Seminars
 
Intelligent Arxiv: Sort daily papers by learning users topic preferences
CSIC
 
Location
Sala Alberto Lobo (ICE building, UAB Campus)
Date
21/02/2020 - 00/00/0000
 
We present and discuss some novel applications of the Linear Discriminant Analysis (LDA) technique of Machine Learning (ML). First in the field of New Physics (NP) searches at the LHC, where we are currently applying this unsupervised ML technique to find NP as emerging topics. Motivated by this powerful tool  we pursued the goal of sorting daily Arxiv papers in given field(s) according to individual user preference.

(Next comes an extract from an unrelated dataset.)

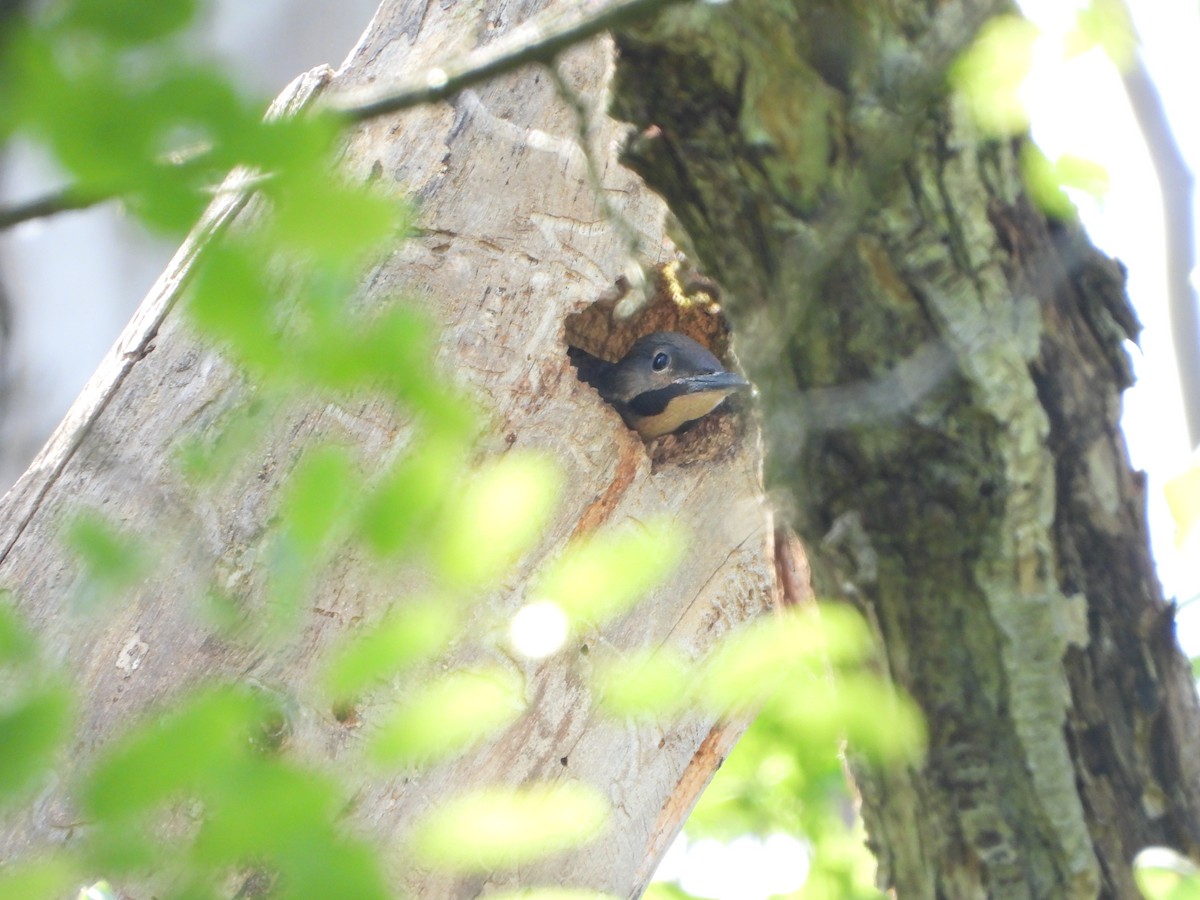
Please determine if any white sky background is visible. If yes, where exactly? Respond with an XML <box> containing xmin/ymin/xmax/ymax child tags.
<box><xmin>1022</xmin><ymin>0</ymin><xmax>1200</xmax><ymax>628</ymax></box>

We model a scientific paper to be built as a combination of different scientific knowledge from diverse topics into a new problem. We apply then the (unsupervised) Machine Learning technique LDA to construct and extract topics from the corpus of papers. We obtain the topic weights of the available and new papers in the Arxiv,  and determine each user preference in topics according to each user preference in papers.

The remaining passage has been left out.